Mauro Pagano's Blog


7 Comments

Introducing Pathfinder, is there a better plan for my SQL?

Pathfinder is a new free tool that provides an easy way to execute a SQL statement under multiple optimizer environments in order to generate different execution plans, potentially discovering better plans. The tool can also be used to quickly identify workarounds for wrong result bugs as well as slow parse issues.

Pathfinder uses the same brute-force approach of SQLT XPLORE, executing the SQL for every single CBO parameter and fix_control present in the database, with no installation required. This make Pathfinder easy to run in any environment, including a production one (assuming you understand *WELL* what the tool does, how it works and what it means for your database).

Each test adds approximately 1 second overhead to the time the SQL takes to complete and the amount of tests considered is pretty high, in 11.2.0.4 it’s around 1100 and around 1500 in 12.1.0.2, thus I suggest to use Pathfinder on SQLs that take at most a few seconds to run (or just be ready to leave Pathfinder run for a loooong time).

The tool executes the SQL statement present in file script.sql (provided), just modify the script and replace the seeded SQL with the one you want to execute. In the same script you can also add ALTER SESSION commands that will be executed before the desired SQL, this is helpful in case you want to influence the analysis providing a different starting point.

To execute the tool just download it from the Download section on the right side of this page (or from here, also the tool will be released as standalone script in the same zip file as SQLd360) and follow these steps:

  1. Unzip pathfinder-master.zip, navigate to the root pathfinder directory, and connect as SYS to the database.
    $ unzip pathfinder-master.zip
    $ cd pathfinder-master
    $ sqlplus / as sysdba
  2. Open file script.sql and add your SQL in there. Make sure to add the mandatory comment /* ^^pathfinder_testid */. The file name must be script.sql, if you wish to change the name then just ping me.
  3. Execute pathfinder.sql and provide the connect string to connect as the user that is supposed to run the script.
  4. Unzip output file pathfinder_<dbname>_<date>.zip into a directory on your PC and review the results starting from file 00001_pathfinder_<dbname>_<date>_index.html

SQL> @pathfinder

Parameter 1:
Full connect string of the database to run the SQL into
If the database is remote or a PDB then you must include
the TNS alias i.e. scott/tiger@orcl

Enter value for 1: mpagano/mpagano@orcl
mpagano/mpagano@orcl
Building Pathfinder driver scripts
Connected.

1) "pathfinder_{ 20151026_1906 (00001)" 19:06:40 BASELINE

2) "pathfinder_{ 20151026_1906 (00002)" 19:06:42 "_add_stale_mv_to_dependency_list" = FALSE

.....
File pathfinder_orcl_20151023_1256.zip created.

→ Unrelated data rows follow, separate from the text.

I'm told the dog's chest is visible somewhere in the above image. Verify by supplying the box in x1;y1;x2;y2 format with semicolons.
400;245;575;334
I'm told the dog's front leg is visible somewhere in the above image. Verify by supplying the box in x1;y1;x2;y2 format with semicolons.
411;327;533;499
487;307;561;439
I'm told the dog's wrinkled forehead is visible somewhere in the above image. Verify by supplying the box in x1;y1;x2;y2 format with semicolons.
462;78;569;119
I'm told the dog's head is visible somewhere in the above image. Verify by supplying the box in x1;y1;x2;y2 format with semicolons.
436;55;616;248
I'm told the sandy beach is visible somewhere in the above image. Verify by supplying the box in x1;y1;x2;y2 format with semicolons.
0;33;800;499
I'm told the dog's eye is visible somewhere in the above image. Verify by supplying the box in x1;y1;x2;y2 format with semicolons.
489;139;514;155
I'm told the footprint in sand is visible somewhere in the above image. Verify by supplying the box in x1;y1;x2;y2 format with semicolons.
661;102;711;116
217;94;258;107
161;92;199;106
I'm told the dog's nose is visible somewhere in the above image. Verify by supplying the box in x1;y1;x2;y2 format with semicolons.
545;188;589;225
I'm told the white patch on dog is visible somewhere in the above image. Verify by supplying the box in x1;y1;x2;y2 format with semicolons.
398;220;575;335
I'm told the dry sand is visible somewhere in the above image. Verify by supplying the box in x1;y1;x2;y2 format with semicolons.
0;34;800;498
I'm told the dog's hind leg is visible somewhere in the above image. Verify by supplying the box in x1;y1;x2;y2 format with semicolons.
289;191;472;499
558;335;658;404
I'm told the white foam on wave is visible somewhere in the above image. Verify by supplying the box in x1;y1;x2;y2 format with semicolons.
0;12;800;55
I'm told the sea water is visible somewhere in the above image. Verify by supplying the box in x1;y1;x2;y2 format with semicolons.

For each test Pathfinder will show the setting considered as well as some basic statistics like Plan Hash Value, Elapsed Time, CPU Time, Buffer Gets and Rows processed. Also two links are present, one points to the details of the execution plan generated while the other points to the details of V$SQL.

The main page will look something like this:

Screen Shot 2015-10-26 at 9.18.44 PM

Pathfinder also considers the effect of Cardinality Feedback executing the SQL multiple times until the plan stops changing (or CFB gives up after the fifth parse), for all those settings that lead to a first execution plan different than the baseline.
This is why for some settings you will see a Test# with an additional digit, the “reparse” number:

Screen Shot 2015-10-26 at 9.22.23 PM

In example for Test# 117 above the CBO generated a different plan (PHV 1837274416) than the baseline (PHV 1838229974) and Cardinality Feedback kicked in 3 times generating a different plan each time, until the 3rd parse when the CBO ended up with the same plan as the first execution (and no different plan was generated after).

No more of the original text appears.